Foram realizadas apresentações culturais pelos alunos do município de Rio Doce, além da leitura de um tocante texto pela professora Helena da Silva Lopes, idealizadora do ato. A música Lama sem Alma, de Edu Krieger, foi entoada e sua letra (leia abaixo) comoveu os presentes.
O ato, que foi encerrado por volta das 19h, ainda foi palco de orações e relatos de diversos envolvidos, como dos integrantes das comissões de Rio Doce, Antônio Áureo, e de Santa Cruz do Escalvado/Chopotó, Antônio Carlos Silva; do policial reformado Sargento Afonso; e do coordenador jurídico da Assessoria Técnica Rosa Fortini, Domingos Araújo.
'O Rio nunca será o mesmo'
Além das 19 vítimas, o desastre, considerado o maior crime ambiental do país, prejudicou a vida de moradores de 44 municípios, de Minas Gerais ao Espírito Santo. Em destaque, Rio Doce e Santa Cruz do Escalvado, que fazem parte da Área Ambiental I juntamente com Mariana e Barra Longa, os municípios mais atingidos.
A atual situação do Rio Doce foi lamentada por quase todos. Um Rio caudaloso, cheio de vida, que abrigava muitas espécies de peixes, oferecia possibilidades de garimpo, belas paisagens, considerado um “pai” para os moradores ribeirinhos, agora sem vida, com o fundo “cimentado” de lama, água suspeita de contaminação e sem aquela beleza de sempre admirada por moradores e visitantes.
“O Rio nunca mais será o mesmo” foi a frase mais citada pelos moradores. Como existia um número grande de pessoas que dependiam do Rio para subsistência, a preocupação do momento é com o futuro do território. Os moradores questionam as ações da Fundação Renova, que deveriam ser elaboradas visando à recuperação das possiblidades de trabalho que o Rio oferecia.
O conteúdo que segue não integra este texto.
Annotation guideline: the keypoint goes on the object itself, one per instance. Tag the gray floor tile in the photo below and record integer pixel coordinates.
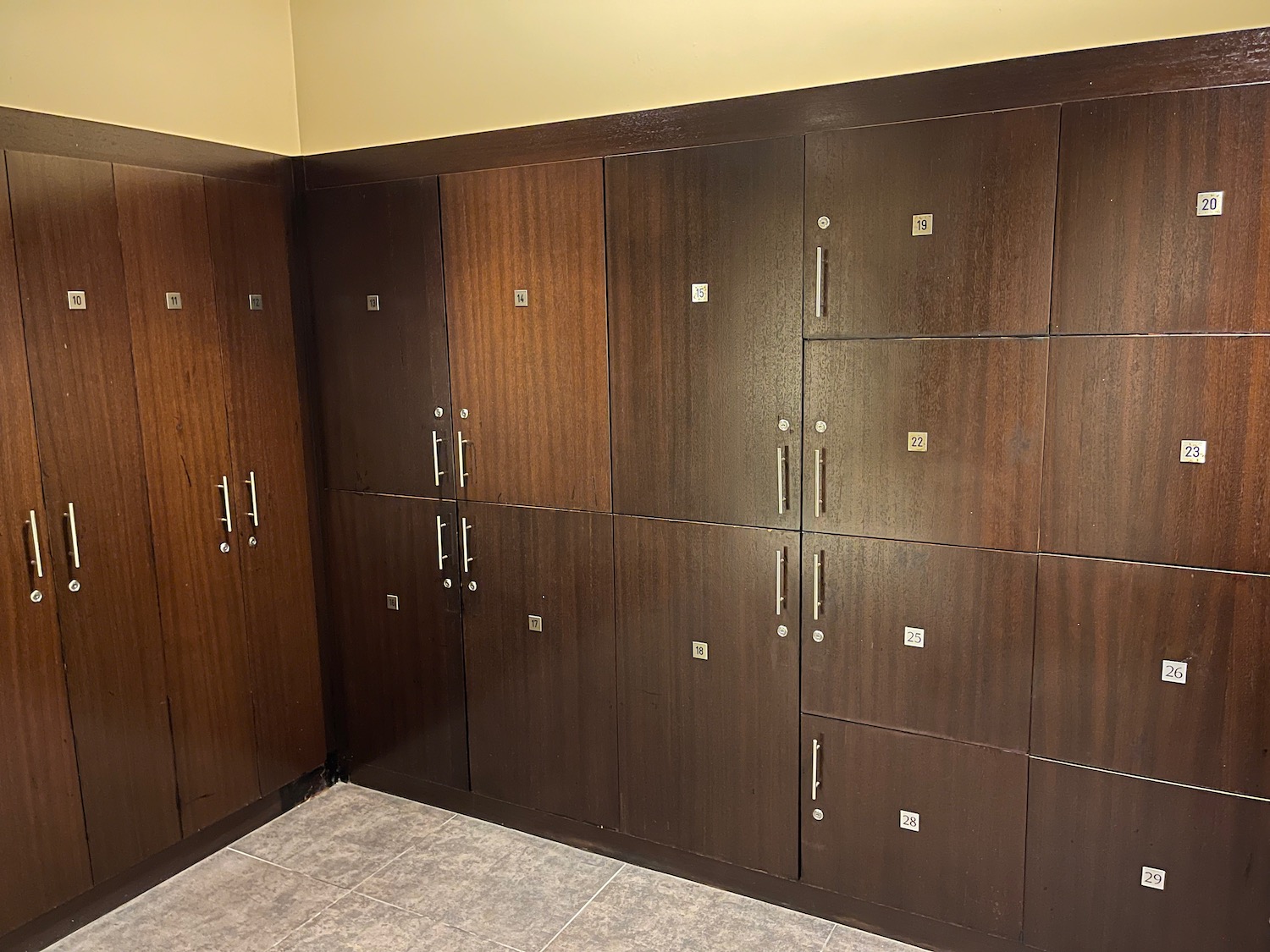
(345, 834)
(495, 883)
(229, 903)
(642, 911)
(361, 924)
Faltam informações sobre os programas socioambientais e socioeconômicos. O que se sabe é que eles, inicialmente, foram construídos sem a participação dos maiores interessados, os atingidos. Algumas ações que se tem conhecimento não se enquadram à realidade local, outras foram descontinuas.
Outro problema enfrentado pelos moradores de Rio Doce e Santa Cruz do Escalvado é o transtorno causado pelas obras realizadas no lago da UHE Candonga. A movimentação de caminhões e o aumento do fluxo de pessoas nos municípios mudaram a rotina dos moradores. O custo de vida aumentou consideravelmente no território. Como exemplo, antes casas alugadas por R$ 500 hoje tem mensalidade de R$ 1,5 mil. Com a chegada de várias empresas que prestam serviços para a Fundação Renova, a procura por imóveis aumentou muito nos últimos três anos. A obra também acarreta novos danos ambientais.
“Dinheiro nenhum paga o estrago que fizeram no Rio”: outra frase também foi bastante citada entre os atingidos. O valor sentimental é notório no território. O desastre ambiental trouxe muita tristeza, interrompeu histórias de gerações, de povos e comunidades tracionais e fez com que as recordações dos velhos e bons tempos viessem à memória dos atingidos. Um cotidiano tranquilo, saudável, sociável e que sem o Rio Doce fica difícil de recuperar.